Обсуждение: Re: MultiXactId Error in Autovacuum

Поиск
Список
Период
Сортировка

Re: MultiXactId Error in Autovacuum

От
Karl Hafner
Дата:
Thank you for your suggestion!

Since the autovacuum process is failing each time because of: "ERROR:  MultiXactId 2683601542 does no longer exist -- apparent wraparound", I have expected the manual vacuum also to fail because of the same error.
I've tried it anyway. Well ... manual vacuum also fails unfortunately.
I did not run vacuum with --full, because I want to avoid a locked table.

BR, 
Karl



On Sat, Nov 16, 2013 at 9:25 PM, Strahinja Kustudić <strahinjak@nordeus.com> wrote:
If autovacuum doesn't want to finish the vacuuming of that table, why not just kill the autovacuum process on that table (you could use pg_cancel_backend())and run vacuum manually on that table?


Strahinja Kustudić
| Lead System Engineer | Nordeus


On Fri, Nov 15, 2013 at 10:33 AM, Karl Hafner <karl@scoreloop.com> wrote:
Sorry, dear mailing list, somehow my email got sent before I finished it :-(

I will go on and repeat.
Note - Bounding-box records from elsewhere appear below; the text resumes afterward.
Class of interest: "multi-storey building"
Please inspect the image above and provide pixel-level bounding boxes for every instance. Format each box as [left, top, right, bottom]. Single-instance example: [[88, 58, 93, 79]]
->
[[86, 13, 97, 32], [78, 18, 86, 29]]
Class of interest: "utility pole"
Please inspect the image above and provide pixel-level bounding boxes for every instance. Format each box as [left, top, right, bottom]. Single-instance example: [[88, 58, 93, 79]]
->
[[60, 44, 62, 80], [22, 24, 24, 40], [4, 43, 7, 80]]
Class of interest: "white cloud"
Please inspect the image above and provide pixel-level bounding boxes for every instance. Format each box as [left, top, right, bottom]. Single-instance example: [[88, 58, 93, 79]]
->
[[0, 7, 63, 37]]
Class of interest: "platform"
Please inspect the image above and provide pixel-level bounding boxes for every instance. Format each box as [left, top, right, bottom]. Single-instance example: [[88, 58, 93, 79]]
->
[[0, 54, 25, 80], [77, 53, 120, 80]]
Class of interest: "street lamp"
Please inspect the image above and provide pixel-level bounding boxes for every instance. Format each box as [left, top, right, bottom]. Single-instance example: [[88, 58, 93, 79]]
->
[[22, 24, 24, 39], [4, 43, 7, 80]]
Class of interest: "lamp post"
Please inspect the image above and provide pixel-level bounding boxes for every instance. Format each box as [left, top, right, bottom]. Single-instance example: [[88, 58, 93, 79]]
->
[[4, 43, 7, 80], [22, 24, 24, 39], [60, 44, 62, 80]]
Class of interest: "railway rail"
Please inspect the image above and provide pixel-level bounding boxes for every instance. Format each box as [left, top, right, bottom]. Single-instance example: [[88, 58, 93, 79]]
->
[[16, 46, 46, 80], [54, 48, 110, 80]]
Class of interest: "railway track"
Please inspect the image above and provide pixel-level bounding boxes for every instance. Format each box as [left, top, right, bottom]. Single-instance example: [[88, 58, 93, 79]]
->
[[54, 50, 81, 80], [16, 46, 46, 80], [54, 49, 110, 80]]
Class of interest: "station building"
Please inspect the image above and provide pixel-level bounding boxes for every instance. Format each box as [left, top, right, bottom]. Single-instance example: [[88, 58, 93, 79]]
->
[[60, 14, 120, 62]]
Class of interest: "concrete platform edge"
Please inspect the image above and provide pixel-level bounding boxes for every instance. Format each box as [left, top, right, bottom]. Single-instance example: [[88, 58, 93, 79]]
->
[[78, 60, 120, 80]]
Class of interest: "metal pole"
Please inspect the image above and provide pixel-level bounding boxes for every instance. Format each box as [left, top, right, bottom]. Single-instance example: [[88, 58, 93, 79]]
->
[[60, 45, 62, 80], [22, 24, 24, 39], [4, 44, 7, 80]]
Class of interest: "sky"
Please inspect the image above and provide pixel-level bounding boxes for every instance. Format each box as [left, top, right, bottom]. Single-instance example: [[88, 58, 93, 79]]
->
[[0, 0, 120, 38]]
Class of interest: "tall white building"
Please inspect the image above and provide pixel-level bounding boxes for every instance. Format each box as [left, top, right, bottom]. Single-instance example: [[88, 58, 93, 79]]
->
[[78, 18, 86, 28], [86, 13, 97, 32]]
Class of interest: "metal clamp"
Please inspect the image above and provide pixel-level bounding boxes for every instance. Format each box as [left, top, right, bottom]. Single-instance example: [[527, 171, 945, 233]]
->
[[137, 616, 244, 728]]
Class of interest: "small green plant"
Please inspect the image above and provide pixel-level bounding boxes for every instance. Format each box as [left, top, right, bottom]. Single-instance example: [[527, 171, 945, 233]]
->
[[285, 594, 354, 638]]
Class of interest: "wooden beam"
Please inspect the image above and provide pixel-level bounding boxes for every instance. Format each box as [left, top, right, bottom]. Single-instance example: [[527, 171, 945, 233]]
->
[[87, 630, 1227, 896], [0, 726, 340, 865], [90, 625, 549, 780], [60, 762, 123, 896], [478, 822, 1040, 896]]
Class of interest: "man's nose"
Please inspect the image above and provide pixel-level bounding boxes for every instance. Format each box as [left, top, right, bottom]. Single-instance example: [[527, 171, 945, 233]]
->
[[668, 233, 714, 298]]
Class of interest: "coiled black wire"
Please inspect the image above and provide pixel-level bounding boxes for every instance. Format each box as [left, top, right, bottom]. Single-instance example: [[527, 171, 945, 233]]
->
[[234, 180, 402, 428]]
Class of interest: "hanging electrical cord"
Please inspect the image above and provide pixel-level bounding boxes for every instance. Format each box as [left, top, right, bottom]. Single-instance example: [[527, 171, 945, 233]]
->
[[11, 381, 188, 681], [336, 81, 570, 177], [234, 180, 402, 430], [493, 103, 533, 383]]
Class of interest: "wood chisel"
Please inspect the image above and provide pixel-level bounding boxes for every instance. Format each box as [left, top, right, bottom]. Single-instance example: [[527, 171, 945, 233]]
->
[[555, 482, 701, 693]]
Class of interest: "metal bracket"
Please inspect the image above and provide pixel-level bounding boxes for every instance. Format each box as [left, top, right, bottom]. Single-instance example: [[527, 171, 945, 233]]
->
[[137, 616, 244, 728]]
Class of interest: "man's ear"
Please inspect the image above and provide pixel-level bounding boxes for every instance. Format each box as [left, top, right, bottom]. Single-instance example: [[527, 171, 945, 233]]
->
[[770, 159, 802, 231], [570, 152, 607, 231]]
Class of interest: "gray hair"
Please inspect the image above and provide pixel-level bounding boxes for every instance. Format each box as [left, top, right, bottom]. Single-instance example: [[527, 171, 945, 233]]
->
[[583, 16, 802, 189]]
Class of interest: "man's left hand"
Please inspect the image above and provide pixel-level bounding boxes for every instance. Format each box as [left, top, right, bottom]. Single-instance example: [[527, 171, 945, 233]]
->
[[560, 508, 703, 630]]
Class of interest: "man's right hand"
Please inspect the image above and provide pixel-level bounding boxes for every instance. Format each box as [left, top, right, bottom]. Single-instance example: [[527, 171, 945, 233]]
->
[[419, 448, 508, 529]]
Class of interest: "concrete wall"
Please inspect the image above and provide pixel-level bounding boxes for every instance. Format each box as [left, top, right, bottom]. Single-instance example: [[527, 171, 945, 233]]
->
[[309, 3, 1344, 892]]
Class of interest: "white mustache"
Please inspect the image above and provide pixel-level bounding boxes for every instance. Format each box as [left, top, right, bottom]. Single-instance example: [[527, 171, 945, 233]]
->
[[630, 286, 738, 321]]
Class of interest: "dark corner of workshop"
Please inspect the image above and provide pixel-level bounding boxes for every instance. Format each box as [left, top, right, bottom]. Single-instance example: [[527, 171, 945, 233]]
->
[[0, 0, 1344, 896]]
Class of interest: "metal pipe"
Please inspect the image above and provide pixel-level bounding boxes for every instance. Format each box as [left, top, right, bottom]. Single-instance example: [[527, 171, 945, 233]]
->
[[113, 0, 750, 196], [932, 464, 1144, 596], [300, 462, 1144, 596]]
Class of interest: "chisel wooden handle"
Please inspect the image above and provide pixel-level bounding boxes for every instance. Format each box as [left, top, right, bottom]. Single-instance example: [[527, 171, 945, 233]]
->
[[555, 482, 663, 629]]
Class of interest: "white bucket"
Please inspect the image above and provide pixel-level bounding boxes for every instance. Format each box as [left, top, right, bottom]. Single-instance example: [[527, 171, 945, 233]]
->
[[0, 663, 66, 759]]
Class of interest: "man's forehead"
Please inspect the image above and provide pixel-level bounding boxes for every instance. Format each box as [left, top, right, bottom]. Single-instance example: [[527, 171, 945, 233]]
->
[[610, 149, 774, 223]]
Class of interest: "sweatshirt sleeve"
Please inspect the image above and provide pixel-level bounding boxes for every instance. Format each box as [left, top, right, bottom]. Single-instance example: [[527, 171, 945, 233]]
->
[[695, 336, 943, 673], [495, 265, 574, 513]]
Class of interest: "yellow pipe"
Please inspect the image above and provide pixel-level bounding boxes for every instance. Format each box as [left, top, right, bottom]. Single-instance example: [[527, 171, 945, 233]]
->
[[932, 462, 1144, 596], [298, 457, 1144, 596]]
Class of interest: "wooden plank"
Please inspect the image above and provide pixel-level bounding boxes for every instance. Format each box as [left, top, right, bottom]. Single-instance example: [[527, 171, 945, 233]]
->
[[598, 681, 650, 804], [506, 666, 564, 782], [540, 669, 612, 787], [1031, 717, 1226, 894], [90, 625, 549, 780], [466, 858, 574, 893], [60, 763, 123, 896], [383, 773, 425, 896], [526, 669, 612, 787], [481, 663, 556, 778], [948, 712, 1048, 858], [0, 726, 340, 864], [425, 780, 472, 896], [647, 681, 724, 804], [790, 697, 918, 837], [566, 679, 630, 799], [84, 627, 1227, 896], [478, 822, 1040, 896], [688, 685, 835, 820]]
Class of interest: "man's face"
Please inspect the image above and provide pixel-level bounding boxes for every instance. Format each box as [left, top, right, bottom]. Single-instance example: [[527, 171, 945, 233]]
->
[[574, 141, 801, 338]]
Please bear with me!


I am currently worried about an error that shows up in our log files since a few weeks: 

2013-11-15 07:13:13 UTC [22668]: [2-1] ERROR:  MultiXactId 2683601542 does no longer exist -- apparent wraparound
2013-11-15 07:13:13 UTC [22668]: [3-1] CONTEXT:  automatic vacuum of table "scoreloop.public.gamer_device_sightings"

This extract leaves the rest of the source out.